SUCCESS RATE: High. The shoe symbolism was so effective that she decorated her Senate office with sneaks and even started an annual Golden Tennis Shoe Award ceremony, which honors everyday people dedicated to change and progress in their communities.

OTHER POLITICAL PLOYS: With a lead in the polls during her most recent campaign, Murray resisted requests for debates. Instead, she reduced her opponent's tactics to publicity stunts, including staging a mock debate against an empty pair of tennis shoes. She won the election handily and is now Washington state's senior senator.

GIMMICK: Playing the Pet Card

No politician has used the pet prop quite as effectively as Vito Battista. Running for a host of offices in New York from the 1950s to the 1980s, Battista frequently made public appearances with a monkey or an alligator in tow. Aside from the obvious shock value they provided, the poor creatures became Battista's teaching aids, helping him make points about politics and belittle his opponents. He even paraded around Manhattan once with a camel and claimed that just one more tax would break its back.

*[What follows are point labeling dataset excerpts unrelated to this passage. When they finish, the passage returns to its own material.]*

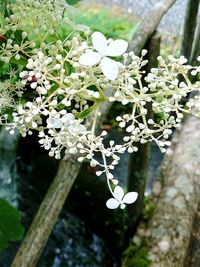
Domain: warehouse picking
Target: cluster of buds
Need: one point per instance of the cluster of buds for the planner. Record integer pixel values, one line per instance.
(63, 77)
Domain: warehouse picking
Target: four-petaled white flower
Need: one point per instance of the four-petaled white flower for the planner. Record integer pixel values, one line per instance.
(121, 199)
(104, 49)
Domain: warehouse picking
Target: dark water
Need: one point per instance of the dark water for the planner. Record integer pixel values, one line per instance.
(75, 240)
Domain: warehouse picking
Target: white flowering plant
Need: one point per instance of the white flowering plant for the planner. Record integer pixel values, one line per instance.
(55, 76)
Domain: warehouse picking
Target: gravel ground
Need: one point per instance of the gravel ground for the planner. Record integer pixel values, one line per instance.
(172, 22)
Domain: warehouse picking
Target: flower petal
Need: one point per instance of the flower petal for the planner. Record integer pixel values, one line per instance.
(112, 203)
(130, 197)
(118, 193)
(116, 48)
(109, 68)
(99, 42)
(90, 58)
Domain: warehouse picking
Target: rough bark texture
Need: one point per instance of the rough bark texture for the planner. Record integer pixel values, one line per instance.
(139, 161)
(189, 27)
(149, 24)
(40, 229)
(196, 46)
(170, 228)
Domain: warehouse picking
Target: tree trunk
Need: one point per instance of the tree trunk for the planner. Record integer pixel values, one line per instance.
(189, 27)
(39, 231)
(139, 161)
(149, 24)
(168, 232)
(196, 46)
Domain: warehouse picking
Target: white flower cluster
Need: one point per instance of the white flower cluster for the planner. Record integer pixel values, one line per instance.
(63, 78)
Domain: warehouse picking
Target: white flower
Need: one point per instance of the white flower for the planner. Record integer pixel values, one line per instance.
(113, 49)
(121, 199)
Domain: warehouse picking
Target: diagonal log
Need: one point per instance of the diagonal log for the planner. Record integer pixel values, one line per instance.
(43, 223)
(149, 24)
(189, 27)
(168, 232)
(171, 227)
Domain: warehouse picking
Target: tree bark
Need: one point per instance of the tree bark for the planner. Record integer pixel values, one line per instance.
(44, 221)
(139, 161)
(168, 232)
(149, 24)
(196, 46)
(189, 27)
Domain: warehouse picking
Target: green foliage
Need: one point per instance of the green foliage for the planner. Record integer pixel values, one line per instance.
(72, 2)
(10, 226)
(106, 21)
(148, 208)
(136, 256)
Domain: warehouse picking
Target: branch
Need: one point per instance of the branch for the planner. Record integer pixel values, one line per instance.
(149, 24)
(40, 229)
(189, 27)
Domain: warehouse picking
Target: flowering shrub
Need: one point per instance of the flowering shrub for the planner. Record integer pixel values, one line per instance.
(56, 75)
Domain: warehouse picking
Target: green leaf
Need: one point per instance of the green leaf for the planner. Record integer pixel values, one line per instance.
(85, 113)
(22, 61)
(10, 226)
(72, 2)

SUCCESS RATE: Mixed. Although his tactics won him seats on the state assembly and city council, they failed to get him elected mayor any of the six times he ran.

OTHER POLITICAL PLOYS: Battista once appeared at a campaign stop wearing nothing but a barrel.

GIMMICK: Axe-ing For Votes

lester-ax.jpgWhen Georgia governor Lester Maddox defied the 1964 Civil Rights Act, it not only boosted his political career, it earned him an ignominious trademark in the process. When Maddox refused to integrate his Atlanta chicken restaurant after the act passed, his supporters wielded axes to turn away black customers. Using the handles as his campaign symbol, Maddox—pictured here signing one—won the Georgia governorship in 1967, defeating future president Jimmy Carter in the Democratic primary.

SUCCESS RATE: Embarrassingly high. Although he lost a subsequent gubernatorial campaign, the popularity of those axe handles endured. He reportedly sold more than 100,000 of them before his death in 2003.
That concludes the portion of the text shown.